Crown Prince Salman has offered a dialogue once calm is restored to Bahrain. This is a familiar tune, unfortunately.
Several major questions will determine whether productive dialogue is feasible:
- Will moderate opposition leaders continue to hold sway in light of the government's response to peaceful demonstrations? Genuinely peaceful men, such as Sheikh 'Ali Salman who heads Wefaq, have been steadily discredited by their inability to show rewards for moderation and for participating in the system.
- The demonstrators have included Shi'i and Sunni Muslims, although the majority are Shi'a. This is not simply a sectarian struggle. For those demonstrating, a key concern is the privileged status of the al-Khalifas and their close tribal allies. No reform substantial reform is possible unless the special privileges of the al-Khalifa will be addressed. These privileges include a stranglehold on the limited territory of Bahrain.
- The notoriously corrupt Prime Minister has been in power for 40 years. His hands are all over the thuggish response to the demonstrations. Will he be forced to step down prior to a dialogue?

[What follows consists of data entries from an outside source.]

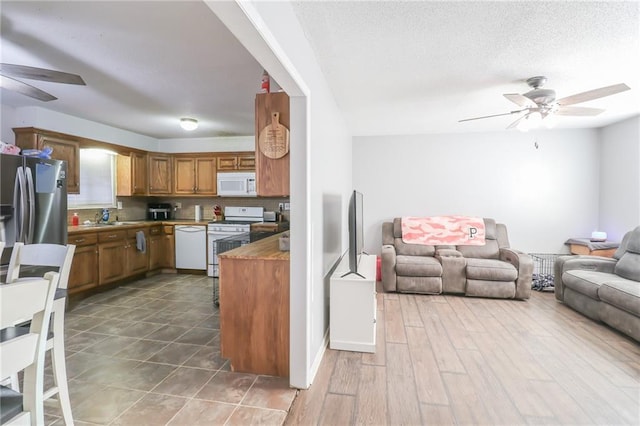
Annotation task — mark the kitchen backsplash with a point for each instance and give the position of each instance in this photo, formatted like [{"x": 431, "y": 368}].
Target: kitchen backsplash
[{"x": 135, "y": 208}]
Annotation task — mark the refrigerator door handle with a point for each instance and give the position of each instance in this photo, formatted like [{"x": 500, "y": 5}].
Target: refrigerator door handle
[
  {"x": 19, "y": 203},
  {"x": 32, "y": 206}
]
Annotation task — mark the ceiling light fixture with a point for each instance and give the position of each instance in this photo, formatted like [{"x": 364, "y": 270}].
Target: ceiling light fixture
[{"x": 189, "y": 123}]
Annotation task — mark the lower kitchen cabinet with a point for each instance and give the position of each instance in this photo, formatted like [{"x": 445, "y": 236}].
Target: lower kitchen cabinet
[
  {"x": 137, "y": 261},
  {"x": 161, "y": 248},
  {"x": 84, "y": 268}
]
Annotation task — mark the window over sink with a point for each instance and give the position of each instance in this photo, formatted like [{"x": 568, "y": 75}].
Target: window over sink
[{"x": 97, "y": 180}]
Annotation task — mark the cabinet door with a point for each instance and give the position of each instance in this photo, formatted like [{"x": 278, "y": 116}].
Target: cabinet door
[
  {"x": 68, "y": 151},
  {"x": 184, "y": 175},
  {"x": 159, "y": 174},
  {"x": 139, "y": 173},
  {"x": 112, "y": 257},
  {"x": 246, "y": 162},
  {"x": 227, "y": 163},
  {"x": 84, "y": 268},
  {"x": 206, "y": 176}
]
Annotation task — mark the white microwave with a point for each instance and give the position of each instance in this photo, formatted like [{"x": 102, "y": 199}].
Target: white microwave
[{"x": 237, "y": 184}]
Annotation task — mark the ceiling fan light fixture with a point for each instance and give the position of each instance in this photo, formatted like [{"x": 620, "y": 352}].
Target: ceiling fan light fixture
[{"x": 188, "y": 124}]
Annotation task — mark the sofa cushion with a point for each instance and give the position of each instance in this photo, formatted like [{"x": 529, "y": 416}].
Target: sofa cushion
[
  {"x": 418, "y": 266},
  {"x": 490, "y": 270},
  {"x": 426, "y": 285},
  {"x": 621, "y": 293},
  {"x": 497, "y": 289},
  {"x": 585, "y": 282},
  {"x": 413, "y": 249},
  {"x": 628, "y": 265}
]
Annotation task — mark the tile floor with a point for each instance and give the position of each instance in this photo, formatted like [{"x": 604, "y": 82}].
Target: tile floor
[{"x": 148, "y": 353}]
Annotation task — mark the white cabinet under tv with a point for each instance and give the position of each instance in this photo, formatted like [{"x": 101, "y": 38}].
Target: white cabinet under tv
[{"x": 352, "y": 306}]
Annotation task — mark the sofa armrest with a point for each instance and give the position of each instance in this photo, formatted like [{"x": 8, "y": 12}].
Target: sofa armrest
[
  {"x": 388, "y": 268},
  {"x": 582, "y": 262},
  {"x": 524, "y": 265},
  {"x": 454, "y": 277}
]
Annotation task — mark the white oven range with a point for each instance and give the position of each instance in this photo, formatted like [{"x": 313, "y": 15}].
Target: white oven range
[{"x": 237, "y": 221}]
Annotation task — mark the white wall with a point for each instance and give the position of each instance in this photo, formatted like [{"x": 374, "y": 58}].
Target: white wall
[
  {"x": 620, "y": 182},
  {"x": 544, "y": 195}
]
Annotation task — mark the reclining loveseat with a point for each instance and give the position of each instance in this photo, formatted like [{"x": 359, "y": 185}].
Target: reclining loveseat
[
  {"x": 489, "y": 270},
  {"x": 604, "y": 289}
]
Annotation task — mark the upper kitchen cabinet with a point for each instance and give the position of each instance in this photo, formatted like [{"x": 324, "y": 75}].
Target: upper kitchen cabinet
[
  {"x": 65, "y": 147},
  {"x": 194, "y": 175},
  {"x": 160, "y": 182},
  {"x": 272, "y": 166},
  {"x": 234, "y": 162},
  {"x": 132, "y": 174}
]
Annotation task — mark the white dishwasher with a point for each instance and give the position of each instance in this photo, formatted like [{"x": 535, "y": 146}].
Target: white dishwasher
[{"x": 191, "y": 247}]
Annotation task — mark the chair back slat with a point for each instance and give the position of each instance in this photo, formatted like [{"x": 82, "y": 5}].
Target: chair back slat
[{"x": 56, "y": 256}]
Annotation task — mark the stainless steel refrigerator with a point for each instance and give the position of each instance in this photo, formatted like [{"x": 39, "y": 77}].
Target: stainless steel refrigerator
[{"x": 33, "y": 202}]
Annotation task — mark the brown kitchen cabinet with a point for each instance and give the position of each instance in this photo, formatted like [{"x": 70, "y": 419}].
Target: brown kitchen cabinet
[
  {"x": 137, "y": 262},
  {"x": 194, "y": 175},
  {"x": 160, "y": 173},
  {"x": 131, "y": 174},
  {"x": 84, "y": 268},
  {"x": 239, "y": 162},
  {"x": 161, "y": 248},
  {"x": 112, "y": 256},
  {"x": 65, "y": 147}
]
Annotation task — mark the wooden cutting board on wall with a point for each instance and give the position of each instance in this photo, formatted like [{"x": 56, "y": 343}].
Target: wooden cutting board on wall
[{"x": 272, "y": 174}]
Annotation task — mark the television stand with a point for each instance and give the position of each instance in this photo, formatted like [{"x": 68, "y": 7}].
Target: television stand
[{"x": 352, "y": 306}]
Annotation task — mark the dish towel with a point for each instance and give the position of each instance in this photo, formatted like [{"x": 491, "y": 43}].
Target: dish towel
[{"x": 141, "y": 242}]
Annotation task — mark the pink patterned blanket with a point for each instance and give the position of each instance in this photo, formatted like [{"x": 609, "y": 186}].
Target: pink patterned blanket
[{"x": 443, "y": 230}]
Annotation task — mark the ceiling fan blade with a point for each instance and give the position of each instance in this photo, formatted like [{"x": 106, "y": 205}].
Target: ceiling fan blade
[
  {"x": 593, "y": 94},
  {"x": 490, "y": 116},
  {"x": 521, "y": 100},
  {"x": 33, "y": 73},
  {"x": 578, "y": 111},
  {"x": 25, "y": 89},
  {"x": 515, "y": 123}
]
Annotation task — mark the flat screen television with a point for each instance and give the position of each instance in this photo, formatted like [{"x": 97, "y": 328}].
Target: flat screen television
[{"x": 356, "y": 232}]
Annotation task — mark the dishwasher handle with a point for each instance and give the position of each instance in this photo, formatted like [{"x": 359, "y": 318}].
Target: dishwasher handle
[{"x": 188, "y": 228}]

- Does the King or the Crown Prince have a free hand to negotiate, or is their flexibility held in check by Saudi Arabia? Hard-knuckle diplomacy from the U.S. may be necessary to convince Saudi Arabia to back off.
- What was the level of Saudi involvement in the violence of February 18th? The Saudis have worked hard to keep the skids on substantive reform in Bahrain, not least because they worry that it will prove contagious among its own Shi'i Muslims.
- Will the government be able to create more jobs to reduce unemployment? Presently, most blue-collar labor is being performed expatriate workers, with firms hiring only enough Bahraini workers to comply with Bahrainization requirements.
- Will the government take quick steps to improve living conditions in cities such as Sitrah or major villages such as Diraz, where public services and facilities are dreadful?